Nos combustíveis ninguém se lembra de perguntar:

- Como é possível calarmo-nos perante o argumento falacioso de que a redução da taxa do ISP seria uma redução de impostos, quando o que se passa é que, perante a subida dos combustíveis, manter a taxa do IVA permite uma fabulosa arrecadação de receitas? Será que os portugueses estão a dormir?

- Como é possível aceitar que os preços de venda dos combustíveis não tenham qualquer controlo? Afinal, quem está a lucrar com a especulação que provoca a subida de preços? ».

A esta dúvida, postas por um ouvinte, responde o economista Eugénio Rosa:

«Nas últimas semanas, o presidente da GALP desdobrou-se em declarações aos media, procurando branquear o comportamento das petrolíferas aos olhos dos portugueses. "Não gosto que nos chamem ladrões", afirmou ele ao Expresso. Mas como já tinha acontecido com a AdC e com o governo, fugiu aos principais problemas e não esclareceu os portugueses sobre as causas internas que estão a contribuir também para o aumento dos preços dos combustíveis em Portugal. A sua preocupação foi justificar as petrolíferas que continuaram a escalada de preços.

Assim, não explicou aos portugueses por que razão os preços sem impostos dos combustíveis em Portugal continuam a ser superiores aos preços médios sem impostos da União Europeia. Por exemplo: em relação ao gasóleo, e relativamente à Alemanha, Áustria, Finlândia, França, Irlanda, Inglaterra e Suécia, o preço do gasóleo sem impostos, em Portugal, era superior ao de qualquer um destes sete países entre 2% (França) e 21,1% (Irlanda), sendo superior ao preço sem impostos da Finlândia e Inglaterra em mais de 7%.

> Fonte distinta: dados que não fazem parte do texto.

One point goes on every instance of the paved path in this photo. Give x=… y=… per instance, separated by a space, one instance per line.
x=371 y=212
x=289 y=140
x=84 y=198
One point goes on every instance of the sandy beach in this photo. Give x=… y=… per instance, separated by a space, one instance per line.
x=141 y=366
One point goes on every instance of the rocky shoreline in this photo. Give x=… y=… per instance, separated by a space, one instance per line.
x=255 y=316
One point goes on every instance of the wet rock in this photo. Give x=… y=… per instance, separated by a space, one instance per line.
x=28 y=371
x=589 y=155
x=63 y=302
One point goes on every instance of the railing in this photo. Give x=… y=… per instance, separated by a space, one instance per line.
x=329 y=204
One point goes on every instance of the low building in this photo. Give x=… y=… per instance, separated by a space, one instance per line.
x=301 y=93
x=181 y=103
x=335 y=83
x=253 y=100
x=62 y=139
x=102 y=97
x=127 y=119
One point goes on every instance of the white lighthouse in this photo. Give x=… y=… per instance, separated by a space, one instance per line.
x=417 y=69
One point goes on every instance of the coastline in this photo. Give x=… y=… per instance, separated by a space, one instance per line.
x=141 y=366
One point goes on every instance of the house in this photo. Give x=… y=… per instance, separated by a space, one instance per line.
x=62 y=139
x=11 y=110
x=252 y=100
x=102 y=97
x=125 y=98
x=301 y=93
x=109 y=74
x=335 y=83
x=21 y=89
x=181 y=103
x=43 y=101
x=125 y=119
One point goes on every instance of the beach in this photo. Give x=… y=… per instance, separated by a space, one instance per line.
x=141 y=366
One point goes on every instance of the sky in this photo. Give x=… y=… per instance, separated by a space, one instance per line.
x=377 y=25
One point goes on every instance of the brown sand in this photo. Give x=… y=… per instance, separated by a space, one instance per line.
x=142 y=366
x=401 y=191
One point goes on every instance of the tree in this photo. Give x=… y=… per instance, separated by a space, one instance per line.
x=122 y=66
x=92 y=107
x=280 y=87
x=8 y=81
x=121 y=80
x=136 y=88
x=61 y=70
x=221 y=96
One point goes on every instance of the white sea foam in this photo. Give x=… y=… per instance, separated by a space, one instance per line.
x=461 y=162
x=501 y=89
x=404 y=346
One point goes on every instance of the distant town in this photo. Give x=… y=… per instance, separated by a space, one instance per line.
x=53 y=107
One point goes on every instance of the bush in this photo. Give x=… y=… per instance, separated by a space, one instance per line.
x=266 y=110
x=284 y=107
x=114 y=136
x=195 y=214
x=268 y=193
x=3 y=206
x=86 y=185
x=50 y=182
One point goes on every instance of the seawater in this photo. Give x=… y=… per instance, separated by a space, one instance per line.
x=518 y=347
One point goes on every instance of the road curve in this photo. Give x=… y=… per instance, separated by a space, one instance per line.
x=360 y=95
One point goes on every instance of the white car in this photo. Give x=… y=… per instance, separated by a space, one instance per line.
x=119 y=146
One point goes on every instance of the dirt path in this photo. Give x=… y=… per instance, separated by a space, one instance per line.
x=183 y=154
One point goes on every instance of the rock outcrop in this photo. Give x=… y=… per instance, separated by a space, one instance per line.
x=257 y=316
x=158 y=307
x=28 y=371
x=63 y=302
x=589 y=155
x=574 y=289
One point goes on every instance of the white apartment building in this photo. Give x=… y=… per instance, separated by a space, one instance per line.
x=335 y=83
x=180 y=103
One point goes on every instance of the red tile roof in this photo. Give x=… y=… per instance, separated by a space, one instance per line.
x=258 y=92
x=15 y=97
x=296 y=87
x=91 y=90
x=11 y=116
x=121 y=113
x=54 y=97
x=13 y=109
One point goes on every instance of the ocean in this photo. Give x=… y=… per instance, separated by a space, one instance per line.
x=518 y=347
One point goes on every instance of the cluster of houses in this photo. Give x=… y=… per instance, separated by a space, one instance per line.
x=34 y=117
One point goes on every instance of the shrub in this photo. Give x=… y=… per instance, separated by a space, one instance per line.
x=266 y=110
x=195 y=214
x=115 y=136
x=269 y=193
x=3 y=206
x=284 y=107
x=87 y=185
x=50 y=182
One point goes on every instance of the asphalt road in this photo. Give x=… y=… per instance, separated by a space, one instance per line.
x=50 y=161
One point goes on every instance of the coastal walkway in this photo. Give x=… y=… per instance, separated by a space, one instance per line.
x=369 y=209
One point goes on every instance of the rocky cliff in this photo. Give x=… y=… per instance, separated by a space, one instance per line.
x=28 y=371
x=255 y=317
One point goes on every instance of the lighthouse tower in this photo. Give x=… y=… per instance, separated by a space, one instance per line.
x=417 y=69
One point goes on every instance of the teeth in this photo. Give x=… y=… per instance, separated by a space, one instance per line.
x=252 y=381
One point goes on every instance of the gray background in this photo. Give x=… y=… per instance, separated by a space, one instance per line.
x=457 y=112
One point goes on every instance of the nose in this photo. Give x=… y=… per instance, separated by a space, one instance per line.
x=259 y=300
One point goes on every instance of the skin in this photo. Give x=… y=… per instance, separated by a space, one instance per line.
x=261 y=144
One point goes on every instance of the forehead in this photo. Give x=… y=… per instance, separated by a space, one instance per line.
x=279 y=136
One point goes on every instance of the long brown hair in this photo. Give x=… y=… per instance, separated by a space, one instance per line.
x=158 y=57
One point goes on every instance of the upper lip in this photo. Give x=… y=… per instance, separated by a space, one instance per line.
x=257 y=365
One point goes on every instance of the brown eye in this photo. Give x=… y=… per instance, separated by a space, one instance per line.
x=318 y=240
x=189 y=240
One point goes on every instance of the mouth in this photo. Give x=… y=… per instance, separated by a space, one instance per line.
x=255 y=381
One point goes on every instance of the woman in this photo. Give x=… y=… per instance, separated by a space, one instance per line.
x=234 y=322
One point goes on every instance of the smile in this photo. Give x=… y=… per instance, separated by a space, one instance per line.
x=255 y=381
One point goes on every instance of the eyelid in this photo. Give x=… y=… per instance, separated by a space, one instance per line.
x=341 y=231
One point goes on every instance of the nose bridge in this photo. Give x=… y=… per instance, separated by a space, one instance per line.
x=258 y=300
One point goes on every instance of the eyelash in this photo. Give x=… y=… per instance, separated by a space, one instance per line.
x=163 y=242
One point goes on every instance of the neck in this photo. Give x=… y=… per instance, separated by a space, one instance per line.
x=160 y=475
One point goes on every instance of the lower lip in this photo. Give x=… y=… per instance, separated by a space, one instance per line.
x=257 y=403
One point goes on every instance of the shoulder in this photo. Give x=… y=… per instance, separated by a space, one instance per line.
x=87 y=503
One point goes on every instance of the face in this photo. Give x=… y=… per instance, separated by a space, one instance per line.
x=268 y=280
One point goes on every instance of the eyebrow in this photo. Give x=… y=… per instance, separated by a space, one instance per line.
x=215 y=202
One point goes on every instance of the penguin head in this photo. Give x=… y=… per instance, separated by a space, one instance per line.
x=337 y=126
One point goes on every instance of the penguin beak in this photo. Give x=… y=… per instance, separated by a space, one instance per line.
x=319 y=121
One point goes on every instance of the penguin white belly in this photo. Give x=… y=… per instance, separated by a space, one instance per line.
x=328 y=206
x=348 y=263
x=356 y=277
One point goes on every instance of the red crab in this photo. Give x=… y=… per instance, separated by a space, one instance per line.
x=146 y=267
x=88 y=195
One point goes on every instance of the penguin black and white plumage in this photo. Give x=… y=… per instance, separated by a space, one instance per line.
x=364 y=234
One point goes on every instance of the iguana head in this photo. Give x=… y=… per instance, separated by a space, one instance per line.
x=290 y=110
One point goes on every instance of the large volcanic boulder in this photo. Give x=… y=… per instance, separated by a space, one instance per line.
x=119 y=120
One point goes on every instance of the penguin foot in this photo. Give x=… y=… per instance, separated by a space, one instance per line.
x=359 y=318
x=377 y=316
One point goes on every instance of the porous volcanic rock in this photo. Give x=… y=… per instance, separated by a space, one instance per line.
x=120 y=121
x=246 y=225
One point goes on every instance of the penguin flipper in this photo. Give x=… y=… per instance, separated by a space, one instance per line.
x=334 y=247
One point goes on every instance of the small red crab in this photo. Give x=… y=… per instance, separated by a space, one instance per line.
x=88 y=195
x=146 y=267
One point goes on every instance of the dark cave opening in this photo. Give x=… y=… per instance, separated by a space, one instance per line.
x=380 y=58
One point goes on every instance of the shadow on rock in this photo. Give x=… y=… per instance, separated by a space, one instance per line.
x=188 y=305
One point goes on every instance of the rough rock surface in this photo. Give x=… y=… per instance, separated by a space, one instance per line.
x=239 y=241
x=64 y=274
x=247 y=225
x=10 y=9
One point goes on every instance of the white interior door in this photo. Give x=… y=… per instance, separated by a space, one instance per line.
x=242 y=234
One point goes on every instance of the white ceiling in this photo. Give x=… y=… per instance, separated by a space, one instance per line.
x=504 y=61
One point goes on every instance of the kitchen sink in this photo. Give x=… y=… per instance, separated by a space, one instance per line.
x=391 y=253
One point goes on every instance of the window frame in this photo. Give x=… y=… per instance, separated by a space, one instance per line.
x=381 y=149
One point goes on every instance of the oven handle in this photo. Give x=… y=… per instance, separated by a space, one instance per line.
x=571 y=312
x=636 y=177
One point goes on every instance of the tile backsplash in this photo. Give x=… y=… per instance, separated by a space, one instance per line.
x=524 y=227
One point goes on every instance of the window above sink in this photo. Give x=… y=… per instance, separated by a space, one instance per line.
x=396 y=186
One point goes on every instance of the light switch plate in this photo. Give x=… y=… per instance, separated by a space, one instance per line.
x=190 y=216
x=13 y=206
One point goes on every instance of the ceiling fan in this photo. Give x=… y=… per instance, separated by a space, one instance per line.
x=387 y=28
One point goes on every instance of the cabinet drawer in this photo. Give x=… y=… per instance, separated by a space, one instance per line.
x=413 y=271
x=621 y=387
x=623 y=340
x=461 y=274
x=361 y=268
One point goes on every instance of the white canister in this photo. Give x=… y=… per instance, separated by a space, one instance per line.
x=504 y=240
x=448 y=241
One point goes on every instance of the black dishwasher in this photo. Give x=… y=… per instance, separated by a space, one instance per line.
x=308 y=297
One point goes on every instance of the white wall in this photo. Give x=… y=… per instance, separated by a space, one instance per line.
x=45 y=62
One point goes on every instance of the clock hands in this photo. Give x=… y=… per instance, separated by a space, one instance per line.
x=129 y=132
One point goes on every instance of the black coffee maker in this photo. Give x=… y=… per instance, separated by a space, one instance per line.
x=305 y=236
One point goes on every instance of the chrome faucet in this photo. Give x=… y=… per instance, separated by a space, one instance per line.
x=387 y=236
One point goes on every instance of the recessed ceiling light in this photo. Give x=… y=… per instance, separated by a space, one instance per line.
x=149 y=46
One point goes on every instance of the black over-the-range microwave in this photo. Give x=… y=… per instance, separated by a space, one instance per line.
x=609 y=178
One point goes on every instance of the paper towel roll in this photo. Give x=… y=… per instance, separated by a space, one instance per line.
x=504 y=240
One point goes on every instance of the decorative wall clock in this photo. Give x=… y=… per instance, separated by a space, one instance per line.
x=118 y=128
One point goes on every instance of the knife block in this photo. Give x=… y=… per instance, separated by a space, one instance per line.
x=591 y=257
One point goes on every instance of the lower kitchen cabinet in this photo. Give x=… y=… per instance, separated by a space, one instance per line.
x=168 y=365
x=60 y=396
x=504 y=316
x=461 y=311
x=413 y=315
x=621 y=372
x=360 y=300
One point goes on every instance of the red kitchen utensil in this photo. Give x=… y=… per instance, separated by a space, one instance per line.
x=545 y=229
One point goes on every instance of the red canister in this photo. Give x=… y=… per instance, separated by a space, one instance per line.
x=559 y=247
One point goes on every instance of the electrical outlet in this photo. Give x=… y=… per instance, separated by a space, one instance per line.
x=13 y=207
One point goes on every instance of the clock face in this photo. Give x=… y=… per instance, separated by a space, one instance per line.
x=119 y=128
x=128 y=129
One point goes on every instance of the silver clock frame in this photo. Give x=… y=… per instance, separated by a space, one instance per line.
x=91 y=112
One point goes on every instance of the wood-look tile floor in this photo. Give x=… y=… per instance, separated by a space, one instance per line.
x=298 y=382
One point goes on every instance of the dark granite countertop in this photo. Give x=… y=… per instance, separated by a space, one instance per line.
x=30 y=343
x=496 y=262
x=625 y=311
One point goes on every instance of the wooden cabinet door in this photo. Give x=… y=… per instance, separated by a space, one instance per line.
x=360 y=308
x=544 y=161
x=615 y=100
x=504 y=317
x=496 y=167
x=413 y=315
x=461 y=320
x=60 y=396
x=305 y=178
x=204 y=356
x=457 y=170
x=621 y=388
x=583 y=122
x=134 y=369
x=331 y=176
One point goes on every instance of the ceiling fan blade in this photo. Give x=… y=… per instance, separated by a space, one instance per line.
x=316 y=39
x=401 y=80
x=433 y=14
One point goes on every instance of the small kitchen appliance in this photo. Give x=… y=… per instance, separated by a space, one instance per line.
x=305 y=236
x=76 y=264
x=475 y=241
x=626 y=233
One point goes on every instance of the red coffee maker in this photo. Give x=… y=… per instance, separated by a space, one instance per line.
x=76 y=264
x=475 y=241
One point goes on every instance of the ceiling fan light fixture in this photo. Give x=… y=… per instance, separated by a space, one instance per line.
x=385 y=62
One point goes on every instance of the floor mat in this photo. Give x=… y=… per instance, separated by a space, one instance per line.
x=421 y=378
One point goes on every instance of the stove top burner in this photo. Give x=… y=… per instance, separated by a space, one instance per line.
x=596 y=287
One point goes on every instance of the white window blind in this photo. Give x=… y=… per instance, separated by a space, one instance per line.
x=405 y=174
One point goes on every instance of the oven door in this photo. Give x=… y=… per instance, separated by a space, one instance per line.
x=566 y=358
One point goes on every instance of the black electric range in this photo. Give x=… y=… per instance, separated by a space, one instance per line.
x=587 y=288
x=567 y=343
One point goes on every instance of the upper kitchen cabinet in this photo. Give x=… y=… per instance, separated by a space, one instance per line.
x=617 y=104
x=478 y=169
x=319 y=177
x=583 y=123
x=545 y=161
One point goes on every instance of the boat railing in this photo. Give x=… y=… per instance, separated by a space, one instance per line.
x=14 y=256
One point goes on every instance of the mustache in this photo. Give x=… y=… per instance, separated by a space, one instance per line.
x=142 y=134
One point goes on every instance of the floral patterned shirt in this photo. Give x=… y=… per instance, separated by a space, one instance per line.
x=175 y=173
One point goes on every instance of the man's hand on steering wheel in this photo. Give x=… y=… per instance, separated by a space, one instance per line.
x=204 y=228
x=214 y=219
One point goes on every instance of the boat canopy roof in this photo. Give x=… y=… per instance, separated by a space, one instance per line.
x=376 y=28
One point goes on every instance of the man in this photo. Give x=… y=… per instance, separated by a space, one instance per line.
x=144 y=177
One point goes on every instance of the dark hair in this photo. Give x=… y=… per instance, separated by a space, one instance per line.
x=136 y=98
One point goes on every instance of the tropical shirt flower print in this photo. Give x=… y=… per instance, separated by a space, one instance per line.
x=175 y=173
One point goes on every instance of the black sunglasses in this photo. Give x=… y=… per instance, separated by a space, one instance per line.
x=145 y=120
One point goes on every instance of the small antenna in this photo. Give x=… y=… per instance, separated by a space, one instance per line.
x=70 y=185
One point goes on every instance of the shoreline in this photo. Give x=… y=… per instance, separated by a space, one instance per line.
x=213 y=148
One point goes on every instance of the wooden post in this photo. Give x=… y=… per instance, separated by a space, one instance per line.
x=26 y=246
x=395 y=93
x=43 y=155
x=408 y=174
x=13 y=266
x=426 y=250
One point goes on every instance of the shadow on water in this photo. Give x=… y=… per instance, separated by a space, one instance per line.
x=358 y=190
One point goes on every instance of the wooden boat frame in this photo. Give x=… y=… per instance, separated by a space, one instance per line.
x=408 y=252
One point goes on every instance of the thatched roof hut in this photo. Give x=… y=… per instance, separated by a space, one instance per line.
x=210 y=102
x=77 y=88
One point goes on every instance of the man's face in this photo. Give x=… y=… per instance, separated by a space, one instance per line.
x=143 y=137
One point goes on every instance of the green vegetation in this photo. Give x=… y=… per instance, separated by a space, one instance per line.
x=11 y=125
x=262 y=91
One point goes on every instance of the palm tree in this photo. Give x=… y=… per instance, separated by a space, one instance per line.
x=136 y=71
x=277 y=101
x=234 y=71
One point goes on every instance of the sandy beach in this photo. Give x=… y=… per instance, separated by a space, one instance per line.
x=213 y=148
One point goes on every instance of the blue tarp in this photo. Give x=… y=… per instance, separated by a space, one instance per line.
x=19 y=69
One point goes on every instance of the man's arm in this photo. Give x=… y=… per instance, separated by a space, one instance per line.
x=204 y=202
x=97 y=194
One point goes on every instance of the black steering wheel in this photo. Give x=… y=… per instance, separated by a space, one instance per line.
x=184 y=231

O presidente da GALP também não explicou porque razão, apesar do petróleo utilizado na refinação dos combustíveis ser o adquirido 2 a 2,5 meses antes, portanto a um preço mais baixo, na fixação do preço à saída do combustível das refinarias, as petrolíferas não consideram esse preço, mas sim o preço do barril de petróleo registado uma semana antes, embolsando desta forma lucros elevadíssimos à custa dos consumidores portugueses. De acordo com dados da própria Direcção Geral de Energia do Ministério da Economia, entre 28/12/2007 e 27/06/2008, o preço da gasolina em Portugal aumentou 11,8%; o gasóleo rodoviário subiu 21,1%, e o preço do gasóleo para aquecimento cresceu 30,7%, mas o preço do petróleo, entre Dezembro de 2007 e Abril de 2008, subiu, em euros, apenas 9,1%, portanto, muito menos que a subida verificada nos combustíveis em Portugal (menos de metade da subida do gasóleo).

Esta diferença de preços dá origem a um lucro extraordinário elevadíssimo, a que as petrolíferas, para ocultar, designam pelo eufemismo "efeito stock". E só no período 2004 a 2007, de acordo com as próprias contas da GALP, esta empresa obteve um lucro extraordinário de 1.029 milhões de euros devido ao "efeito stock", ou seja, o lucro que resulta do facto de se verificar no mercado internacional de petróleo uma grande especulação de que as petrolíferas se aproveitam para vender aos portugueses os combustíveis mais caros, embolsando, desta forma, elevadíssimos lucros. E, no 1º trimestre de 2008, o lucro extraordinário da GALP, resultante do "efeito stock", disparou para 69 milhões de euros, mais 228,6% do que idêntico período de 2007, o que somados aos acumulados no período 2004-2007, dá 1.098 milhões de euros».

Não sei o que o Conselheiro Acácio – ou será Conde de Abranhos? – terá a dizer a isto, mas, certamente, achará que assim mesmo é que é.

O mais engraçado, meus amigos, será quando o povo abrir os olhos.

E cerrar os punhos.


Lida nas “Provocações” da Rádio Baía em 09/07/2008.